I spent all of last week on Lake Powell, pulling warmed skin through water, hiking up chalky canyons, drinking in the morning, looking for wild horses, watching the sky not change while wind ripped at the ropes holding the boat to the rocky shore. The chords groaned and stretched, sagged, then snapped tight again, and I braced myself for a disaster that did not come. Tonight, I did a load of laundry at my parents' house and walked Quincy in the golden field where foxes howl late at night. We had barbecued chicken and corn, and then the neighbor came over and told me he has lost track of where I live.
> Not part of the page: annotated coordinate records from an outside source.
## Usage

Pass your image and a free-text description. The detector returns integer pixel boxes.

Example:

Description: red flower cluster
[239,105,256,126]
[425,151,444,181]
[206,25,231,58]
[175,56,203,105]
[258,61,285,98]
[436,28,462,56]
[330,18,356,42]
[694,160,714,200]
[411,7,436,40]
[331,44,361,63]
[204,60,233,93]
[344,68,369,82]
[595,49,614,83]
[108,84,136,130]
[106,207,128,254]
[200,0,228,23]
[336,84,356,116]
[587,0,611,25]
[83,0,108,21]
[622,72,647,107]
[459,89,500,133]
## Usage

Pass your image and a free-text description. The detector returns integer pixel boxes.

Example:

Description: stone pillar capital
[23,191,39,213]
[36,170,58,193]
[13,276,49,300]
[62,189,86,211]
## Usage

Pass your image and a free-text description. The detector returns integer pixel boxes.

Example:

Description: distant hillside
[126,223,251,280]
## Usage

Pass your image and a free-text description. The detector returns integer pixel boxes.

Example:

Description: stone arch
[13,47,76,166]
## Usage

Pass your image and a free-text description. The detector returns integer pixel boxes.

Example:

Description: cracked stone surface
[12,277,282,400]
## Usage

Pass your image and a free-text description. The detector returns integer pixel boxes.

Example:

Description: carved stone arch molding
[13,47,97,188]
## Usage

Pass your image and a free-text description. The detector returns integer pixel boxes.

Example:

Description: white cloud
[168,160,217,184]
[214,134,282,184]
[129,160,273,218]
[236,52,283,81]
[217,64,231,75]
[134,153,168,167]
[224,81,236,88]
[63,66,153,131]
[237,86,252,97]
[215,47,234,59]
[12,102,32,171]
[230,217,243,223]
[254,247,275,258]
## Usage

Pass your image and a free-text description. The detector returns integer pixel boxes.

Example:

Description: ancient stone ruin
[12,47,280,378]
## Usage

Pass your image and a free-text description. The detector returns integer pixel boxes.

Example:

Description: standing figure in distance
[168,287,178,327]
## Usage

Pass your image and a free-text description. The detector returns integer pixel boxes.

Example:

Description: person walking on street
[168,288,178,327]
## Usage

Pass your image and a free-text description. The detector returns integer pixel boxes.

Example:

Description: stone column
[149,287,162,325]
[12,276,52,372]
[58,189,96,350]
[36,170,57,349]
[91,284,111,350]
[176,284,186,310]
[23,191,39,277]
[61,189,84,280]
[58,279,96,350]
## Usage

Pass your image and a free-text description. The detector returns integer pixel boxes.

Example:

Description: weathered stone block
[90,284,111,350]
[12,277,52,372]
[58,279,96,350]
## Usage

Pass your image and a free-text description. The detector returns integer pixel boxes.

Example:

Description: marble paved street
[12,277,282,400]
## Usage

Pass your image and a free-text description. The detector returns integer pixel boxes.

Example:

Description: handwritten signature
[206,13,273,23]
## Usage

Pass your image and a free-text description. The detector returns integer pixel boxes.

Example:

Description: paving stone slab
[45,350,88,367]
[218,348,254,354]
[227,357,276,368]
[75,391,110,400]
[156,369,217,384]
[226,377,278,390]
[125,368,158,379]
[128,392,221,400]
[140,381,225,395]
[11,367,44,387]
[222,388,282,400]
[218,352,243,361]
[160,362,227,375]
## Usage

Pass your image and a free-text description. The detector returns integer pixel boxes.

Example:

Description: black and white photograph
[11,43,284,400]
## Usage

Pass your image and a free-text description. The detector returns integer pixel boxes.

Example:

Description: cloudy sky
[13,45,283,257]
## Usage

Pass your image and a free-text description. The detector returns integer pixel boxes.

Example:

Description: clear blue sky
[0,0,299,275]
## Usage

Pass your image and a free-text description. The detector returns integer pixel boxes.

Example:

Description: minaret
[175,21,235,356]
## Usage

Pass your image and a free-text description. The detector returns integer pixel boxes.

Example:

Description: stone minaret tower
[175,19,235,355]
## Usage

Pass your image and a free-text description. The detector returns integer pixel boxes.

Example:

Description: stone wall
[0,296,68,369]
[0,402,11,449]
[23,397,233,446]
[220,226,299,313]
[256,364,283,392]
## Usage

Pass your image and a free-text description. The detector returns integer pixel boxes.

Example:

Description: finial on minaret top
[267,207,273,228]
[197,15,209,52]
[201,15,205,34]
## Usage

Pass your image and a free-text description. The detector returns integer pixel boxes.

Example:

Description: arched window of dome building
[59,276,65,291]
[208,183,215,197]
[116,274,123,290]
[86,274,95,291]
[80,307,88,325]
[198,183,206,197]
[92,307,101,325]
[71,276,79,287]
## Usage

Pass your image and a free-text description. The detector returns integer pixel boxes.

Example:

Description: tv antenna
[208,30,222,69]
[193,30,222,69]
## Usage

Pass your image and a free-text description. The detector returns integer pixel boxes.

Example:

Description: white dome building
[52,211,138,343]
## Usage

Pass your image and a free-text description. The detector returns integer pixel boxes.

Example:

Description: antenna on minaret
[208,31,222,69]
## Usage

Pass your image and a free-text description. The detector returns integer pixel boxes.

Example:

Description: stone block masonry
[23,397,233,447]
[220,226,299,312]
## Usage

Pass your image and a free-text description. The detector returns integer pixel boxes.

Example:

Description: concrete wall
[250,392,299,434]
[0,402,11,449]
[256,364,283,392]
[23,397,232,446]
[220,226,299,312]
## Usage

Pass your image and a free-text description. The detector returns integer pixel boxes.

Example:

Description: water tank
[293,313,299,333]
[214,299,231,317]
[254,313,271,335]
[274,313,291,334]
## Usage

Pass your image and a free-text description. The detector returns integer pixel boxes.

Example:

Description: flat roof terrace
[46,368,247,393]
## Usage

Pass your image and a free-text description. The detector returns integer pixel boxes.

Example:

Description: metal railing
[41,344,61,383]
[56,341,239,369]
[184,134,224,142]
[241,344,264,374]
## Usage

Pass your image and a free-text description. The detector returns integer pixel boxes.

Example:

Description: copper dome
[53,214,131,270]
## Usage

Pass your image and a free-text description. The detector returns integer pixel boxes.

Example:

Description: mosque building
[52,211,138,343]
When I got in bed, I heard my brother in the hallway, home after a three hour drive where he's a priest in a small farming town, not unlike where I taught in Louisiana three years ago. He is plagued there by mistrust, by people who see the white in his collar and turn angry and irrational, the way blame makes someone turn when they don't have anywhere to direct it. He stood in my doorway talking about the guys at the prison who do trust him and how that's the place where there might be more reality than among the free. At least he gets homegrown tomatoes, though, from some old guy in town, and he knows to buy applewood-smoked bacon, and he puts this all on gluten-free bread with mayonnaise, and sometimes that's enough to get you through the shit of the day that threatens to take away the goodness of a good sandwich but doesn't.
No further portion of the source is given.